Hyperbaric oxygen, investigated in case reports, should, in theory, increase oxygenation of tissues and promote healing. This therapy, usually delivered daily for multiple days, has decreased gross haematuria in case reports.

Invasive surgical therapies are reserved for patients who have failed less invasive measures discussed previously.
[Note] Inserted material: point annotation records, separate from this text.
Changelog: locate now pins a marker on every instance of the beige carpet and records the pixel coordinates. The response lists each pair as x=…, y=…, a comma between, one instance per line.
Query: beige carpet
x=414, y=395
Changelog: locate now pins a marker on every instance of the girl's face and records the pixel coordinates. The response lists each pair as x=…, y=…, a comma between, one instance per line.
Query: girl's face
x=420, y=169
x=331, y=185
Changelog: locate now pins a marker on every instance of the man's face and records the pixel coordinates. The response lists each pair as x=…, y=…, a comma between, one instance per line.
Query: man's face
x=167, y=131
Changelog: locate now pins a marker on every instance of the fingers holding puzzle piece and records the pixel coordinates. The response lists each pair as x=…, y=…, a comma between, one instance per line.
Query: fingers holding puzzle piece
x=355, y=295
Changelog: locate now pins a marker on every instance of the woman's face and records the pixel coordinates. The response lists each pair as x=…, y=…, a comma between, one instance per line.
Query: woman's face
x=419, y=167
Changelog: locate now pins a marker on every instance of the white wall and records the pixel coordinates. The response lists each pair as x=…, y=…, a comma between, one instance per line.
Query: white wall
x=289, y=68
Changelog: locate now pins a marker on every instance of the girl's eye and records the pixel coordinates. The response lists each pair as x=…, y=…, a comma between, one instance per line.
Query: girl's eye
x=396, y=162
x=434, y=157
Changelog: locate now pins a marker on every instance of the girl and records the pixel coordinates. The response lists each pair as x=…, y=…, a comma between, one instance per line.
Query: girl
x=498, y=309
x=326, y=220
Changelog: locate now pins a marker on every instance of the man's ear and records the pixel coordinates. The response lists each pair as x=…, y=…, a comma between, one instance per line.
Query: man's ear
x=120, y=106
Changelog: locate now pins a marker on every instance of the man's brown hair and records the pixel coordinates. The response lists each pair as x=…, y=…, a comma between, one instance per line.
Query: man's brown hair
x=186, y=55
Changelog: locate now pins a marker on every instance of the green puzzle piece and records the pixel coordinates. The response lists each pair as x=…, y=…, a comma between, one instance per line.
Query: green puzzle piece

Urinary diversion, arterial embolization and cystectomy have all been used for intractable haemorrhagic cystitis.

Suggested Guidelines regarding Chemotherapy / Mesna

Microscopic Haematuria

1. Transient microscopic haematuria (no more than 2 abnormal urinalyses on two separate days during a course of therapy): no modification of the cyclophosphamide/Ifosfamide or Mesna.
2. Persistent microscopic haematuria (> 2 abnormal urinalyses during a course of therapy):
   • Do not modify the cyclophosphamide/Ifosfamide dose.
   • Give hydration and Mesna (increase dose to cover 24 hours) continuous infusion over 24 hrs.

Gross Haematuria

• Transient gross hematuria during or following a course of therapy (only one episode, which clears to less than gross hematuria):
  • Do not modify the cyclophosphamide/Ifosfamide dose.
  • Give hydration and Mesna and continuous infusion (increase dose to cover 24 hours) over 24 hours following each dose of cyclophosphamide/Ifosfamide.
• Persistent gross haematuria after completion of a course of therapy:
  • Hold subsequent cyclophosphamide/Ifosfamide until the urine clears to less than gross haematuria.
  • Reinstitute cyclophosphamide /Ifosfamide at full dose, with the Mesna changed to a continuous infusion (increase dose to cover 24 hours) over 24 hours following each dose of cyclophosphamide/Ifosfamide.
  • If gross haematuria does not clear to microscopic haematuria or less, withhold further cyclophosphamide/Ifosfamide therapy.
• Persistent gross haematuria occurring during a course of chemotherapy.
  • Withhold further cyclophosphamide/Ifosfamide until the next course of therapy.
  • If the gross haematuria clears to microscopic haematuria or less, subsequent courses of cyclophosphamide/Ifosfamide may be administered at full dose, with Mesna changed to a continuous infusion over 24 hrs.
• Occurrence of a second episode of gross haematuria or persistence of microscopic haematuria on the continuous infusion regimen.
  • Continue the cyclophosphamide/Ifosfamide when the urine clears less than gross haematuria.
  • Double the loading dose of Mesna and the subsequent dose.
  • Continue to give Mesna by continuous infusion for 48 hours after the last dose of cyclophosphamide/Ifosfamide.
• Persistent gross haematuria in the face of this “double dose, continuous infusion regimen”: Discontinue cyclophosphamide/Ifosfamide.

References

• Cassandra B, Amanda B. Life threatening toxicities of chemotherapies and immunomodulating medications. Critical Care Medicine. Decision Support in Medicine.